Dear @stas00 and whoever else is willing to help!
So far I have only checked pegasus' rouge scores on 2/12 datasets for which we have checkpoints.
For the other 10 datasets I either haven't tried or have tried briefly and gotten stuck.
The full scope of the project is that:
for each dataset:
1) There is an automated way to download the data, either from S3 or source. (To the extent possible, much of the logic in this script should eventually live in the datasets package).

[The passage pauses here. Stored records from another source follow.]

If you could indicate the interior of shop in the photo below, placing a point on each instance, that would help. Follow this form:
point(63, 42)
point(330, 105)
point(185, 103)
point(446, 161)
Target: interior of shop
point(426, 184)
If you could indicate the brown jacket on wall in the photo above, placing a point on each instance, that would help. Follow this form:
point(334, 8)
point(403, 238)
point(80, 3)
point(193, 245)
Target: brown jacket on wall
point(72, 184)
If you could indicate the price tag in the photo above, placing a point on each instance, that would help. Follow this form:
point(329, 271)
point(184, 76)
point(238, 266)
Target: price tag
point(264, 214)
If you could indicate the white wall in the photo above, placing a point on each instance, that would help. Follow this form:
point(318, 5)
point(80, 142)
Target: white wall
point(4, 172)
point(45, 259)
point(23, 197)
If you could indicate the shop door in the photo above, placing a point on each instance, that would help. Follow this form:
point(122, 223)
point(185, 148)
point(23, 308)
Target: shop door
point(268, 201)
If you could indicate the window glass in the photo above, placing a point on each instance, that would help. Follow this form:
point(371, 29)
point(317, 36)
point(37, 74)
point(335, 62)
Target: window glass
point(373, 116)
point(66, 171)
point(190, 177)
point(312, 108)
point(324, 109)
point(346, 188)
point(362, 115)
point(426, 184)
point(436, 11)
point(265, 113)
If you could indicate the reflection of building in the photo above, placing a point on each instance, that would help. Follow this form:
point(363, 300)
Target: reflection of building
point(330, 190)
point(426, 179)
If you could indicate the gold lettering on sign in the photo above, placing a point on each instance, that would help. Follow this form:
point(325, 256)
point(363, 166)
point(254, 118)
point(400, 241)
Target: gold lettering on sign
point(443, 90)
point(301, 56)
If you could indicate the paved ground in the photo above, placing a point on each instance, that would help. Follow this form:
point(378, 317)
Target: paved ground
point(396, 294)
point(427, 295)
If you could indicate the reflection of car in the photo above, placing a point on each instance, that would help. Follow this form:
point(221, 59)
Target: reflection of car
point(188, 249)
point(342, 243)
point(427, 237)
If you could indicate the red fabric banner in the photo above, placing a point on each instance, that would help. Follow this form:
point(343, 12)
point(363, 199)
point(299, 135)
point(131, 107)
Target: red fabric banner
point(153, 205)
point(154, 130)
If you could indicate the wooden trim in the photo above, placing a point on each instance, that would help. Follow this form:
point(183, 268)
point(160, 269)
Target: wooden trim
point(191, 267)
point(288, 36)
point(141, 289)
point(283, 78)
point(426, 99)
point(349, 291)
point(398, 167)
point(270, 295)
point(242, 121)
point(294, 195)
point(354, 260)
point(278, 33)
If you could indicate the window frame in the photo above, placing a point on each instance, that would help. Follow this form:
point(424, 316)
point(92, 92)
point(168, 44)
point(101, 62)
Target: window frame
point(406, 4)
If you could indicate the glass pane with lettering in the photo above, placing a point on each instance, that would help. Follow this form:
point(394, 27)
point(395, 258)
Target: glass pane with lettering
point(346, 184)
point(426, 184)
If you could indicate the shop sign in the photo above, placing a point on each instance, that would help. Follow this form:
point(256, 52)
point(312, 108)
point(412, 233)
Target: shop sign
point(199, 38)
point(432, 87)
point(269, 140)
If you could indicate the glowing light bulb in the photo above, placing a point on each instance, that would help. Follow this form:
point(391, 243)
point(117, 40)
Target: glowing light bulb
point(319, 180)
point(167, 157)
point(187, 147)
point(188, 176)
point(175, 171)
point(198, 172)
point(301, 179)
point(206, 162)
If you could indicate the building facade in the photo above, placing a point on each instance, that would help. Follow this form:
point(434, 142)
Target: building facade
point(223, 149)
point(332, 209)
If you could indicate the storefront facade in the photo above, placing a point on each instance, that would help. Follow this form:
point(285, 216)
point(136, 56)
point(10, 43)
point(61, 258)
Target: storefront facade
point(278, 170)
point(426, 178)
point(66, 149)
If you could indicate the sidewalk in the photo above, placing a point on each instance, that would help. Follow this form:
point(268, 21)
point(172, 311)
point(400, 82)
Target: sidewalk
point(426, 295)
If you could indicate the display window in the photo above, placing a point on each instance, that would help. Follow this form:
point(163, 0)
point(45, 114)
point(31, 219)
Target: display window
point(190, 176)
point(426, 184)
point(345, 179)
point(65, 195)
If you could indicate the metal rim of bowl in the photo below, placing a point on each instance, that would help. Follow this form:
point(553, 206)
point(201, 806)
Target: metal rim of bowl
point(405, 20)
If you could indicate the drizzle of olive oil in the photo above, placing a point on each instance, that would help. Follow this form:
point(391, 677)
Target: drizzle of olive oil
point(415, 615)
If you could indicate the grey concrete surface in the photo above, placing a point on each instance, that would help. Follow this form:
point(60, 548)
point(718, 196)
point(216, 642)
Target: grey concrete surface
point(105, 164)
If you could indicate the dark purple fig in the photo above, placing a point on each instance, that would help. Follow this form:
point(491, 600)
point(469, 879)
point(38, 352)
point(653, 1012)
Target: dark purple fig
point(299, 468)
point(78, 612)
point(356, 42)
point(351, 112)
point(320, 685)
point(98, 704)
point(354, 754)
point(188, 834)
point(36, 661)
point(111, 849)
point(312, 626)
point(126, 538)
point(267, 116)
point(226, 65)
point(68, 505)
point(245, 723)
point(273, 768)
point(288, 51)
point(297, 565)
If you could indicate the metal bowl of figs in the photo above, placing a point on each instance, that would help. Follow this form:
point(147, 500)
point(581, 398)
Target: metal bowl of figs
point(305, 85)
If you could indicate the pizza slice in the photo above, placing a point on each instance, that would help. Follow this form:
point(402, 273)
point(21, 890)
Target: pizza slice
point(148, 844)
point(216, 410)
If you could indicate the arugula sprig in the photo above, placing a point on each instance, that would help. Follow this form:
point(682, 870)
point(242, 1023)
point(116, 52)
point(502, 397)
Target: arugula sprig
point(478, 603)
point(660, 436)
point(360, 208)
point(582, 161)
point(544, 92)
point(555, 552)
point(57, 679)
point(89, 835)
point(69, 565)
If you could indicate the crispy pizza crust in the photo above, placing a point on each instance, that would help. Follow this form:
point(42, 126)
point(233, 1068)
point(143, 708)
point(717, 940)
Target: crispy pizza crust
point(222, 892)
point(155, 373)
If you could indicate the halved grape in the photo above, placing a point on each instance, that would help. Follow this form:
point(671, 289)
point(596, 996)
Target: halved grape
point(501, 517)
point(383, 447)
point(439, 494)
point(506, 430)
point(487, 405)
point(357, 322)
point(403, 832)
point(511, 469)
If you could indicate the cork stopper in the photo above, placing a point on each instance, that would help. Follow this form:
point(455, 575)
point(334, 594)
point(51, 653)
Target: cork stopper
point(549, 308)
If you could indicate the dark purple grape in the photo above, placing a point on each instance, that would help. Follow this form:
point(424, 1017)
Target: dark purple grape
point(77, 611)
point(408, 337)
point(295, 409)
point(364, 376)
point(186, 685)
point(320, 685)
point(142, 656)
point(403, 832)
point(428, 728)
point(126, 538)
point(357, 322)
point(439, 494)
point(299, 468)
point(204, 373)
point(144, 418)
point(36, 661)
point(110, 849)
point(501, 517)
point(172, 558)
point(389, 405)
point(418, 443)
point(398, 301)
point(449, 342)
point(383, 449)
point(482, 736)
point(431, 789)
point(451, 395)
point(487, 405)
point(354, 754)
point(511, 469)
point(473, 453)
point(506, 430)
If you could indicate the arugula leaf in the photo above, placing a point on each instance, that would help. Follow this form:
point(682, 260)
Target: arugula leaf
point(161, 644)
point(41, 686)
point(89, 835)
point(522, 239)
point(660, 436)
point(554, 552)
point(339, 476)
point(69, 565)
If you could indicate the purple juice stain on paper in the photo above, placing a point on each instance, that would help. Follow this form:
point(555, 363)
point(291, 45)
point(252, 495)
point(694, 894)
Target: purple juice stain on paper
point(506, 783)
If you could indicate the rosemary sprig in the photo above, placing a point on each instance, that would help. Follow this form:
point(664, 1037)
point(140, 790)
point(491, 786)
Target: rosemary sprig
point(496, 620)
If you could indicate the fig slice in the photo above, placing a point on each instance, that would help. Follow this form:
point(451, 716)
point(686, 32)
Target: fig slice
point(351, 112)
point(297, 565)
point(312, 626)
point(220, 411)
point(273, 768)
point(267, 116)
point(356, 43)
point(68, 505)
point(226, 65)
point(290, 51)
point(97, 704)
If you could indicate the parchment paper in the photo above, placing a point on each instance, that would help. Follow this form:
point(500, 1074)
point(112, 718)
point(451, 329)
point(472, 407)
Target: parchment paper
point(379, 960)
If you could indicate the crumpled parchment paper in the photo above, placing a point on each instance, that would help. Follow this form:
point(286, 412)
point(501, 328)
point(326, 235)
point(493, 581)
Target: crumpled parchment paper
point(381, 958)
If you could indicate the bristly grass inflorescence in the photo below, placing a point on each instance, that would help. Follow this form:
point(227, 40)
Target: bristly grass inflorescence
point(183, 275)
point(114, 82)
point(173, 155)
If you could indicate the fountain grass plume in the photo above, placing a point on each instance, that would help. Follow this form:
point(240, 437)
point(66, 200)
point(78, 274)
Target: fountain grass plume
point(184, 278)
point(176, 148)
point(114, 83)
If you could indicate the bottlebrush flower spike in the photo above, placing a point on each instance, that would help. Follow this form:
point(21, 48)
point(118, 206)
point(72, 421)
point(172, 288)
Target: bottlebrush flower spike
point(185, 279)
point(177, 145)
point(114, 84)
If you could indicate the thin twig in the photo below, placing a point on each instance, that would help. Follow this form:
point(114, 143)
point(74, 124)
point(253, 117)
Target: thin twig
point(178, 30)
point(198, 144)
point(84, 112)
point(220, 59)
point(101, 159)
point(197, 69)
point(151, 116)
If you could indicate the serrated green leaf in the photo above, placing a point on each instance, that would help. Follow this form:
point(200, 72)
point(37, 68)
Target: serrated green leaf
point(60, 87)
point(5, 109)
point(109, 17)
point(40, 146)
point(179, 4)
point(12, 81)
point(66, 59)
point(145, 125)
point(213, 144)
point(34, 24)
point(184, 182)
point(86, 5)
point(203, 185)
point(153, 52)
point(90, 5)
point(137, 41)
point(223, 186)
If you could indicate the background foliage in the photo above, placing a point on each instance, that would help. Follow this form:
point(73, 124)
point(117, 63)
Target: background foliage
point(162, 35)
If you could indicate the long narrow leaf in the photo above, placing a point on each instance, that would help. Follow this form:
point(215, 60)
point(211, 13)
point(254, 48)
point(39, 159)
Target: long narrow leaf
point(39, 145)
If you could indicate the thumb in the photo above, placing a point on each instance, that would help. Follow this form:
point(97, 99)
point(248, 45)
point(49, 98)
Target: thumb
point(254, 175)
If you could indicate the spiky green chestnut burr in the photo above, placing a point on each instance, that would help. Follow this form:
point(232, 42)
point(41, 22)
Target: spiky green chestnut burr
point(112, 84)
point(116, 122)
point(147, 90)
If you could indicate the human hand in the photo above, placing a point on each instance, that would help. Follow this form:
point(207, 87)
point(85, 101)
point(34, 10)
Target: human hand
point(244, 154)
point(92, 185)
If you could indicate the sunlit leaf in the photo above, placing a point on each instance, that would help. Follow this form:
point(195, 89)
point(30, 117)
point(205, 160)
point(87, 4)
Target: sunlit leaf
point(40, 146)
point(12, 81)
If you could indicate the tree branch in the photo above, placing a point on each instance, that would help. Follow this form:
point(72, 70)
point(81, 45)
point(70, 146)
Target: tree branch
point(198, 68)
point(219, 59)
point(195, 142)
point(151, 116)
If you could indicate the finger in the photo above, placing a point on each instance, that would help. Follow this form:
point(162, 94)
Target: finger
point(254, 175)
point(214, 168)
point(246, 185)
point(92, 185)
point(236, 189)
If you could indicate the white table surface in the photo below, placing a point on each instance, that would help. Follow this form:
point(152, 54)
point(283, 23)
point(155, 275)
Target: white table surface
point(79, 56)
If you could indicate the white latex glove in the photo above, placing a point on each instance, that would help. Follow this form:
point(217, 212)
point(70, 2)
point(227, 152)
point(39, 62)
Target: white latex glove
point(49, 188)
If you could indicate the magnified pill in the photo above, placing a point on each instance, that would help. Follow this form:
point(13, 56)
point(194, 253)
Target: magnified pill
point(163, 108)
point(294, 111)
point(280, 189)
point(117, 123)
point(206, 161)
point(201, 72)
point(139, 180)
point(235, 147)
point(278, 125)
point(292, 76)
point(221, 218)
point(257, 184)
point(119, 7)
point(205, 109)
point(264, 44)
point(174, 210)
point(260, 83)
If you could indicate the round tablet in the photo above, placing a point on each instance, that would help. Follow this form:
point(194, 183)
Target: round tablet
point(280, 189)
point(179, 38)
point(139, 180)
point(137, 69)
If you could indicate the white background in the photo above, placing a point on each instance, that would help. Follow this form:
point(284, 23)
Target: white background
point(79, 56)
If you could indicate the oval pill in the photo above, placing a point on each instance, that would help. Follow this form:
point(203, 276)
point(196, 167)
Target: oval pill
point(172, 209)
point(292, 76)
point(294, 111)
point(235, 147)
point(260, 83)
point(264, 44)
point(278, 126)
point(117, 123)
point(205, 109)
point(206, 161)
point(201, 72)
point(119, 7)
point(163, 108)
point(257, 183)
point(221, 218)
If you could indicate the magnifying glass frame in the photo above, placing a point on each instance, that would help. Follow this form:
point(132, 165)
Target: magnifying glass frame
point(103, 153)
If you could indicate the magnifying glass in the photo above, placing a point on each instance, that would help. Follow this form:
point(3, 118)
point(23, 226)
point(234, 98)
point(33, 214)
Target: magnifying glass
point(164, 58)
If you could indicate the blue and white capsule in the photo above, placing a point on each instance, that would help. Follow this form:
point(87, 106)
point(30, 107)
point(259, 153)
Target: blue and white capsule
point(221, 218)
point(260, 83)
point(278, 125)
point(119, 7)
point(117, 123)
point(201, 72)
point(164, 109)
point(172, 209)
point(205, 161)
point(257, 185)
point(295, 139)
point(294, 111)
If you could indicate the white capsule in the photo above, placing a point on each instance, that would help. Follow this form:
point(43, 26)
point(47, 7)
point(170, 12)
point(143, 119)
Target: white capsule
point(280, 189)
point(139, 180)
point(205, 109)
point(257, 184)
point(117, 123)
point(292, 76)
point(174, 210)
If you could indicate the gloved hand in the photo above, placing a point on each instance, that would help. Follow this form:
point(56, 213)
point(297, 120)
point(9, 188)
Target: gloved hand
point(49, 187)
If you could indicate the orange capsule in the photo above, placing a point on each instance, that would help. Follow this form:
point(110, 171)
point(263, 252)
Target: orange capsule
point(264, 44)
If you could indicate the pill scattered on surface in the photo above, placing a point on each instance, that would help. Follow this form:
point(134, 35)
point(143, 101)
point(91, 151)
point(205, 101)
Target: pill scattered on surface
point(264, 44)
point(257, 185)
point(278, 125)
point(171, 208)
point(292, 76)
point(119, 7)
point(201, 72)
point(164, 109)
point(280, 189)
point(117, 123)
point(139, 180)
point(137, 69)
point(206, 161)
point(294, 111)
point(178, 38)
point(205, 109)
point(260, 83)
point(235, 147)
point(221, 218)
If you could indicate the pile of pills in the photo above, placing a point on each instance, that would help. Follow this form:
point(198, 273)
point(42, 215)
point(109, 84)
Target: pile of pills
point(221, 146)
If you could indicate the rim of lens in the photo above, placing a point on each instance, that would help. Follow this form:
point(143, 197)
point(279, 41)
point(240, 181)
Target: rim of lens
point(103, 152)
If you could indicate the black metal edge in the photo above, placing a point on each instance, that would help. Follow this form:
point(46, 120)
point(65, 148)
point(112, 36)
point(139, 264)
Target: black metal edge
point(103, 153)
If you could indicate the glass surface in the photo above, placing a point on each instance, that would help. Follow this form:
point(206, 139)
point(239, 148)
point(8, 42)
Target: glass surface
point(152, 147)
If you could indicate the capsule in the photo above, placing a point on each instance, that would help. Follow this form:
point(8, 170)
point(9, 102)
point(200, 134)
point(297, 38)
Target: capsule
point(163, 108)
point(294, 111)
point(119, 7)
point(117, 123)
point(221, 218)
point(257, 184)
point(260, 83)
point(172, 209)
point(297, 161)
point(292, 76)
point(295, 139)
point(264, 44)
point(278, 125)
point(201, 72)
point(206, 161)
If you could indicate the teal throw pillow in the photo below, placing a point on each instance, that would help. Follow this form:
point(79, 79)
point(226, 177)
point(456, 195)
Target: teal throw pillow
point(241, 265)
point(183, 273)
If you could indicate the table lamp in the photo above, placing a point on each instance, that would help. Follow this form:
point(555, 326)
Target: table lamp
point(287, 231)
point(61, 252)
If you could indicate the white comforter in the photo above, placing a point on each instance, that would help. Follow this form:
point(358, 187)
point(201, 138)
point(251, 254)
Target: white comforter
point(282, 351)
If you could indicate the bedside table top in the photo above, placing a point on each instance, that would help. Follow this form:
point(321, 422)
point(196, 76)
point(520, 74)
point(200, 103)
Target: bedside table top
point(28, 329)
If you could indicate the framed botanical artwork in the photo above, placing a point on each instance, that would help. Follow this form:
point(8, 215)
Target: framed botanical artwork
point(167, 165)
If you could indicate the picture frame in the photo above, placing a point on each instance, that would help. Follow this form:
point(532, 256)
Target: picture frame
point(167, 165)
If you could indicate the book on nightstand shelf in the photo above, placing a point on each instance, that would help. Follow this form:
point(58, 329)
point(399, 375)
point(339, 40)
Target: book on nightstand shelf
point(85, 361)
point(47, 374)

2) we know our pegasus implementation's rouge score
2b) if our score is very different than the authors', we know whether that difference is due to data preprocessing, and if it is, we can preprocess the dataset similarly to the pegasus authors.
3) Our rouge score is within 0.3 Rouge2 of the reported. (Authors) column below.
By far the most difficult part of each project is getting the dataset. And giving up quickly if you can't and writing a github issue somewhere.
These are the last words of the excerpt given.